LE FIGARO : DÉCRYPTAGE - Alors que l’US Navy a coulé six vedettes iraniennes dans une opération destinée à « guider » les navires de commerce bloqués dans le golfe Persique, Téhéran a riposté en attaquant des cibles aux Émirats arabes unis.

Trump tente de rouvrir le détroit d’Ormuz à la navigation, sans lever son propre blocus des ports iraniens. Une nouvelle opération baptisée « Projet Liberté », visant à permettre le passage des navires commerciaux en défiance au blocage imposé par l’Iran a fait remonter les tensions dans le Golfe.

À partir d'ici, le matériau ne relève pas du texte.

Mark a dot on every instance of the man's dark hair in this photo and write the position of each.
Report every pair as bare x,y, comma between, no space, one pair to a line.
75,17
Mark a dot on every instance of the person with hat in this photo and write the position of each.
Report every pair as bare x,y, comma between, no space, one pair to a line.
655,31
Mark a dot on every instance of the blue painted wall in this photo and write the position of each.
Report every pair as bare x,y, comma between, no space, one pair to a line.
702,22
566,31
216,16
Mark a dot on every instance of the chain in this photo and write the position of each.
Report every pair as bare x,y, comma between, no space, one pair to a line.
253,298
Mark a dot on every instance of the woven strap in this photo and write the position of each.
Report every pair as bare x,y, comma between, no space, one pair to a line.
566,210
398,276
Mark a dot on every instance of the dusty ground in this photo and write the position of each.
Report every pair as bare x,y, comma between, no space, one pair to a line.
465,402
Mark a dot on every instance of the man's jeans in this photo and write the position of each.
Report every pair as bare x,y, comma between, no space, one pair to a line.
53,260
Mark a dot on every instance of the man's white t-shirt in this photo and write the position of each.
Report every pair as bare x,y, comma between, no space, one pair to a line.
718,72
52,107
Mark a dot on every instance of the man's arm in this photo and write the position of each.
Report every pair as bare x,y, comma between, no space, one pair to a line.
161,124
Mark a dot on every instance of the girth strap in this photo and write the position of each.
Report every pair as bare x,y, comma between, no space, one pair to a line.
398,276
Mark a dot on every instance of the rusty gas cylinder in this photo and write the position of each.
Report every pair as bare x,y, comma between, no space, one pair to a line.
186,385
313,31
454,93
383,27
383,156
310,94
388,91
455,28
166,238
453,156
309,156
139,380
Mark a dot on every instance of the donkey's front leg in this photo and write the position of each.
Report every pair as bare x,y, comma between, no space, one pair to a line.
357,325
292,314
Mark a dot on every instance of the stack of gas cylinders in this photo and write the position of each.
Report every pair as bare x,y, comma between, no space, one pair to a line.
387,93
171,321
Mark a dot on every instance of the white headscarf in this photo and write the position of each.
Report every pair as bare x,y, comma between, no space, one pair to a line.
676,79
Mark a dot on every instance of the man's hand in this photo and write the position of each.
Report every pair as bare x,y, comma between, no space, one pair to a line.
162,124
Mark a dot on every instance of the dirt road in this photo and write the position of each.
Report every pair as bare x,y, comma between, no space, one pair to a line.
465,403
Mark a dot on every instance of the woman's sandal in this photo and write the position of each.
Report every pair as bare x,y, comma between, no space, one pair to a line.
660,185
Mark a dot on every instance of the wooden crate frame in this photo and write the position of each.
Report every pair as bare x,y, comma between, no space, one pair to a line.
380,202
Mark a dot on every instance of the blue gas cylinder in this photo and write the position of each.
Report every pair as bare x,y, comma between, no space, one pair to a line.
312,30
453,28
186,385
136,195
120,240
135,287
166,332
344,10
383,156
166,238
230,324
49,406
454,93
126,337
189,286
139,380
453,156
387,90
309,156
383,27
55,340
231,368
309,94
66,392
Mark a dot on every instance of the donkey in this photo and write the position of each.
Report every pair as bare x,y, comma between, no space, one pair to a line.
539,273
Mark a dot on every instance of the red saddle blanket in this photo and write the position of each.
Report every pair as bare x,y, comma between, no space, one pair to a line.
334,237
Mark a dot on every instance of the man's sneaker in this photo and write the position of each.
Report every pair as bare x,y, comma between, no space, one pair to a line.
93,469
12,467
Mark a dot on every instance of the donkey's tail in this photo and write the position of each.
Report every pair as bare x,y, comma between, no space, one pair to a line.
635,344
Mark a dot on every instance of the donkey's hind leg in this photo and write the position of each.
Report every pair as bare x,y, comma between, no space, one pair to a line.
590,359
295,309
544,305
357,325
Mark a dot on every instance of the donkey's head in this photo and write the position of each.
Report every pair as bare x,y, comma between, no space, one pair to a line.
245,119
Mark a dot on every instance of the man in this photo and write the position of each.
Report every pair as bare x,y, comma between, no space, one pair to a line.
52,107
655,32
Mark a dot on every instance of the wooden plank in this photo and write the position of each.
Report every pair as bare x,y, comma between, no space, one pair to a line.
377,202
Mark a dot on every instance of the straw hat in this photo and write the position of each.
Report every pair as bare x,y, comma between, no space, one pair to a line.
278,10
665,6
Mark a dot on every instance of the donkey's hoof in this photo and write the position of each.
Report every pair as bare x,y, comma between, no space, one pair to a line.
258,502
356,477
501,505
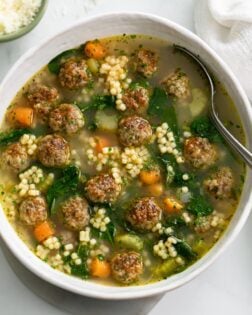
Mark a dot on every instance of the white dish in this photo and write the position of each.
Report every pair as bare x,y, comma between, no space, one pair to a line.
102,26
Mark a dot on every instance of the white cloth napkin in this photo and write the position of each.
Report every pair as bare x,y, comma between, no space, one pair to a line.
226,25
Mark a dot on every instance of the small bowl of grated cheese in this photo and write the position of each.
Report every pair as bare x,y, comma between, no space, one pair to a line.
18,17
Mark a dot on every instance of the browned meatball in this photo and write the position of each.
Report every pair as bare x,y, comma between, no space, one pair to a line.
42,98
134,131
15,158
144,214
146,62
126,267
177,84
199,152
33,210
220,184
66,118
53,151
74,74
136,100
75,211
102,188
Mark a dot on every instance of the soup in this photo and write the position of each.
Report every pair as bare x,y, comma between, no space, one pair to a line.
110,167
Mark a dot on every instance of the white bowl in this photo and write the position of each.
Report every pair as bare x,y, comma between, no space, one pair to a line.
102,26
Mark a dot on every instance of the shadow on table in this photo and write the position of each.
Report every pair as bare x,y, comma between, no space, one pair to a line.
73,303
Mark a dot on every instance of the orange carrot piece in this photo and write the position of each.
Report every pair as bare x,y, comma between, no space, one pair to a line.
100,268
172,205
43,231
22,116
156,189
149,177
95,50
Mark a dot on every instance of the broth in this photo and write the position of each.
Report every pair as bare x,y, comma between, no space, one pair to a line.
148,185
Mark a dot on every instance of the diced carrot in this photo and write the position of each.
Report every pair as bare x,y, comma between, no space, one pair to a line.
172,205
22,116
100,268
43,231
149,177
95,50
156,189
101,142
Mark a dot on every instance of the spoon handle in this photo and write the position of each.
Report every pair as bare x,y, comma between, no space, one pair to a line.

Lundi, l’US Navy a annoncé avoir aidé deux navires battant pavillon américain à franchir le détroit malgré les tentatives de l’Iran pour les en empêcher. L’amiral Brad Cooper, commandant du CentCom, en charge des opérations, a indiqué que les États-Unis avaient repoussé avec succès des attaques de l’Iran menées à la fois par des drones et des missiles. Il a ajouté que six vedettes rapides iraniennes qui tentaient d’attaquer des navires commerciaux avaient été coulées par des hélicoptères américains.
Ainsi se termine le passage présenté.